AUKUS Pillar II Technological Breakthrough

The trial was part of the AUKUS Pillar II programme, designed to advance and share high-end defence technologies. The successful test confirmed that long-range, secure command of undersea assets is possible across continents.

Commodore Marcus Rose, RN, Deputy Director Underwater Battlespace, called it “a big step forward in our ability to operate uncrewed systems interchangeably with Australia.” The result strengthens AUKUS nations’ capability to work as a unified maritime force.

The Royal Navy’s XL UUV Excalibur, remotely operated from Australia during Exercise Talisman Sabre 2025. (Photo: Royal Navy)

Allies Advance Underwater Communications

In addition to remote piloting, the UK, Australia, and the United States worked with Japan to enhance underwater acoustic communications — a critical capability for autonomous maritime operations. This initiative builds on the 2024 AUKUS decision to pursue interoperability with Japanese maritime autonomous systems, marking a broader coalition approach.

“This exercise demonstrates how we are exploiting the learning from our experimentation, by applying it to the Royal Navy’s growing arsenal of Uncrewed Underwater Vehicles; taking experimentation into the hands of the war fighter.”Captain Keith Taylor, RN

From Trials to Operational Readiness

Developed under the three-year Cetus project and unveiled in 2025, Excalibur supports long-duration missions without an onboard crew. The Maritime Big Play series integrates these platforms into naval task groups, with the 2025 edition emphasising contested communications, distributed operations, and coalition command structures.

Real-time, cross-continental control confirms the viability of secure long-range uncrewed operations. Furthermore, it accelerates the transition from prototype testing to active deployment, enhancing intelligence gathering, anti-submarine warfare, and mine countermeasure missions in high-threat regions.

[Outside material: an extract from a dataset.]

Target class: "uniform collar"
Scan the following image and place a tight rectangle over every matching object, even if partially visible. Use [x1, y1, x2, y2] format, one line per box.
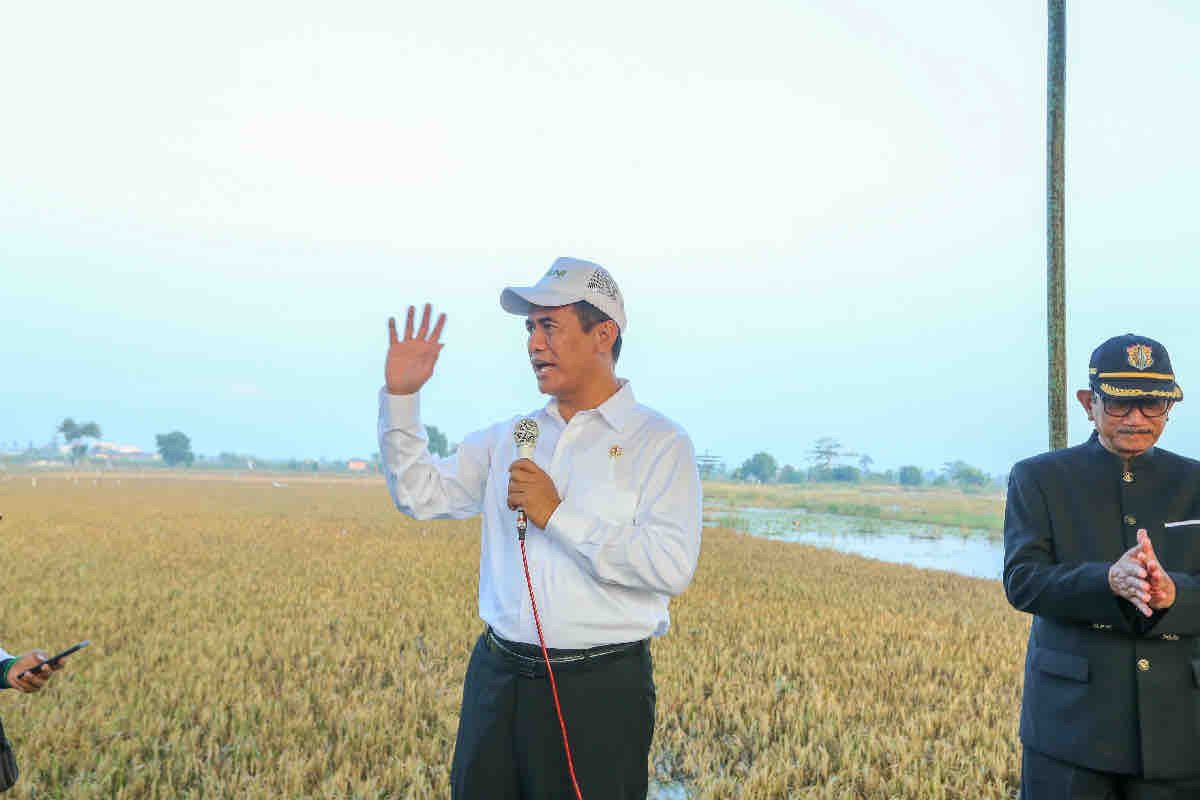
[1086, 430, 1157, 468]
[544, 379, 635, 432]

Strategic Impact for AUKUS

Demonstrating that allied forces can control uncrewed platforms from thousands of miles away establishes the foundation for a distributed, multinational underwater fleet. This operational model enables global deployment while leveraging the expertise of remote operators, thereby bolstering resilience against infrastructure vulnerabilities.

Japan’s involvement suggests that AUKUS Pillar II could soon incorporate additional trusted Indo-Pacific partners, further strengthening regional maritime security against emerging challenges.

Conclusion

The Excalibur trial moves uncrewed systems from theory to reality. More importantly, it demonstrates that concepts once confined to research labs can now operate in contested, real-world environments. By proving secure remote control over a submerged platform at intercontinental distances, AUKUS members have validated both the technology and the operational doctrine needed for future autonomous undersea missions.

With this success, the alliance sets a precedent for secure, interoperable, and globally coordinated naval operations. This precedent is not limited to technical achievement; it creates a repeatable model for joint command-and-control, cross-domain communications, and coalition-based mission execution. Such a framework is essential in an era where strategic competition extends deep below the ocean’s surface.